EMG disease was first described in 1979 by Wiechers and Johnson,1 who reported on ten otherwise asymptomatic patients with short trains of provoked positive sharp waves (PSWs) in all muscles studied. Wright et al.3 reported on a family group with EMG disease with apparent autosomal dominant transmission and female predominance. Chow et al.2 reported on a patient with EMG disease that involved the bulbar, trapezius, frontalis, and orbicularis oculi muscles. It was recently suggested that this entity lies within the phenotypic spectrum of myotonia congenita (MC). Mutations in CLCN1, which encodes the human skeletal muscle chloride channel that contributes mainly to resting membrane stability, has been reported in two patients with EMG disease.4

EMG disease is rare, and prior published descriptions refer mainly to small numbers of patients. Therefore, the clinical characteristics of EMG disease have not yet been precisely elucidated. The aims of the current study were to determine the clinical characteristics of EMG disease and the relationship between EMG disease and CLCN1 mutations.

Methods

Subjects

All patients with EMG disease, which was diagnosed by needle EMG, were recruited between April 2008 and June 2011 from our neuromuscular laboratory clinics. Only EMG-disease patients with more than 1 year of follow-up were enrolled for this study. EMG disease was defined as diffusely increased insertional activity on needle EMG examination in the absence of any clinical or laboratory evidence of a known neuromuscular disease.1-4 In the current study, the electromyographic criteria of EMG disease was as follows: 1) sustained form of provoked PSWs with the time of insertional activity more than 100 ms after needle movement cessation for monopolar needle electrodes, bearing in mind that the electrical activity could continue for 48±18 ms (mean±standard deviation) following the cessation of electrode insertion into normal muscle tissues,5 and no insertional activity that extended for longer than 100 ms;6 2) presence at essentially every muscle tested including proximal and distal arm and leg, or paraspinals;1-4 3) absence of typical myotonic discharges that fire repetitively at 20-100 Hz and exhibit wax and wane variability in amplitude and frequency; and 4) motor-unit action potentials (MUAPs) with normal size, shape, number, and configuration. Informed consent to participate in this study was obtained from all enrolled patients, and the project was approved by the institutional review board.

Methods

The clinical characteristics of EMG disease were established by evaluating the clinical features of each enrolled patient by obtaining the following information: age, gender, time interval from symptom onset to diagnosis, site and aggravating factors of muscle stiffness, the presence of action and percussion myotonia, the presence of myalgia (muscle cramps), underlying diseases, and the results of a serologic examination including muscle enzymes (creatine kinase, myoglobin, alanine aminotransferase, aspartate aminotransferase, lactate dehydrogenase, and aldolase), electrolytes (sodium, potassium, chloride, and total and ionized calcium and magnesium), thyroid function, and tumor markers. Genetic testing for myotonic dystrophy type I was also performed.

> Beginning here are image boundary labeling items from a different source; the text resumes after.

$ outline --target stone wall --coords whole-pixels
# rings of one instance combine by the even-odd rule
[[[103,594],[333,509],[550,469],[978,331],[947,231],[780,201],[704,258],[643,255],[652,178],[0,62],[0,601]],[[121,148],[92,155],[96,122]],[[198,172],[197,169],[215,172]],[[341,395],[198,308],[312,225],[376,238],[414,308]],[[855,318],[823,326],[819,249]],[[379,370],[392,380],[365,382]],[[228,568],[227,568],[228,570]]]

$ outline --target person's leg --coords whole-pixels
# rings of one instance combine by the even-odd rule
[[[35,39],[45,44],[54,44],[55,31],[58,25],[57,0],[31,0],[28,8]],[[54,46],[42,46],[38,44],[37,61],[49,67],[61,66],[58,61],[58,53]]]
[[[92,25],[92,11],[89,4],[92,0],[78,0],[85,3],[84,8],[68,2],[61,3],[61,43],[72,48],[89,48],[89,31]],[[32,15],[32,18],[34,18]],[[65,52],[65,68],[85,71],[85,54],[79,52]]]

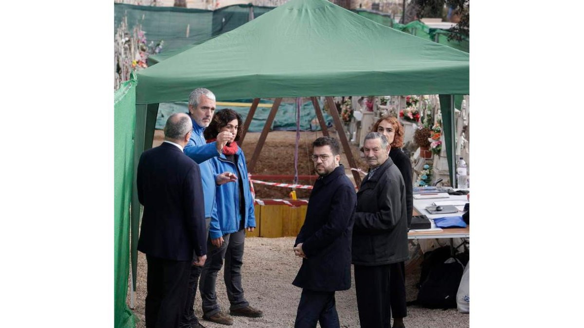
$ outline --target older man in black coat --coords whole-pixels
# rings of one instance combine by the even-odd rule
[[[367,328],[390,327],[391,264],[408,257],[405,185],[390,149],[383,134],[365,137],[370,170],[357,194],[352,257],[359,321]]]
[[[295,328],[339,327],[335,291],[351,287],[351,235],[357,195],[339,165],[339,142],[323,137],[312,144],[315,170],[320,176],[308,200],[295,254],[303,258],[292,284],[303,288]]]
[[[183,153],[192,127],[186,114],[171,116],[164,142],[142,153],[138,164],[138,198],[144,207],[138,250],[148,263],[147,328],[178,326],[191,265],[203,266],[207,257],[201,173]]]

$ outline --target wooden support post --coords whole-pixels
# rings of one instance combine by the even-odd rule
[[[345,150],[345,155],[347,156],[347,160],[349,161],[349,165],[351,168],[357,169],[357,164],[353,158],[353,152],[351,151],[351,147],[349,145],[349,141],[347,140],[347,135],[345,134],[345,130],[343,129],[343,124],[340,122],[340,117],[339,116],[339,112],[336,110],[336,106],[335,104],[335,100],[332,97],[326,97],[326,103],[330,109],[331,116],[335,121],[335,128],[336,129],[337,134],[339,135],[339,139],[343,145],[343,149]],[[353,172],[353,177],[355,179],[355,183],[357,187],[361,187],[361,176],[357,171],[351,171]]]
[[[328,129],[326,128],[326,122],[325,121],[325,118],[322,115],[322,112],[321,111],[321,107],[318,105],[318,102],[317,100],[317,97],[311,97],[310,99],[312,100],[312,106],[314,106],[314,111],[317,113],[317,118],[318,118],[318,123],[321,125],[321,128],[322,129],[322,135],[328,137]]]
[[[244,123],[244,130],[241,132],[241,137],[239,138],[239,140],[237,142],[240,148],[244,144],[244,139],[245,138],[245,134],[248,132],[248,129],[249,128],[249,125],[252,123],[252,119],[253,118],[253,114],[255,114],[255,110],[258,108],[258,104],[259,103],[259,98],[254,98],[253,102],[252,103],[252,107],[249,108],[249,111],[248,112],[248,116],[245,117],[245,123]]]
[[[270,114],[267,116],[267,119],[266,120],[266,125],[263,126],[262,134],[260,135],[259,139],[258,140],[258,144],[256,145],[256,149],[253,151],[253,156],[252,156],[249,165],[248,165],[248,171],[249,172],[253,172],[253,170],[255,169],[256,163],[258,162],[258,159],[259,158],[259,153],[261,152],[263,144],[266,142],[267,132],[270,131],[272,123],[274,122],[274,118],[276,117],[276,113],[278,111],[278,107],[280,107],[280,103],[281,102],[281,98],[276,98],[276,100],[274,101],[274,104],[272,106],[272,110],[270,110]]]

Underlying neuropathy was ruled out by performing nerve conduction study (NCS) using standard techniques.7 The presence of EMG disease was investigated by conducting an EMG study of both the upper and lower extremities, as well as the cervical (C5-T1) and lumbar (L2-S1) paraspinal muscles. Six proximal limb muscles (deltoid, biceps brachii, triceps brachii, gluteus maximus, iliopsoas, and rectus femoris) and five distal limb muscles (first dorsal interossei, abductor pollicis brevis, extensor digitorum communis, tibialis anterior, and medial gastrocnemius) were examined. Follow-up electromyographic examinations were performed about 6 months after the initial needle EMG studies, which were performed using monopolar needle electrodes by a single expert electromyographer.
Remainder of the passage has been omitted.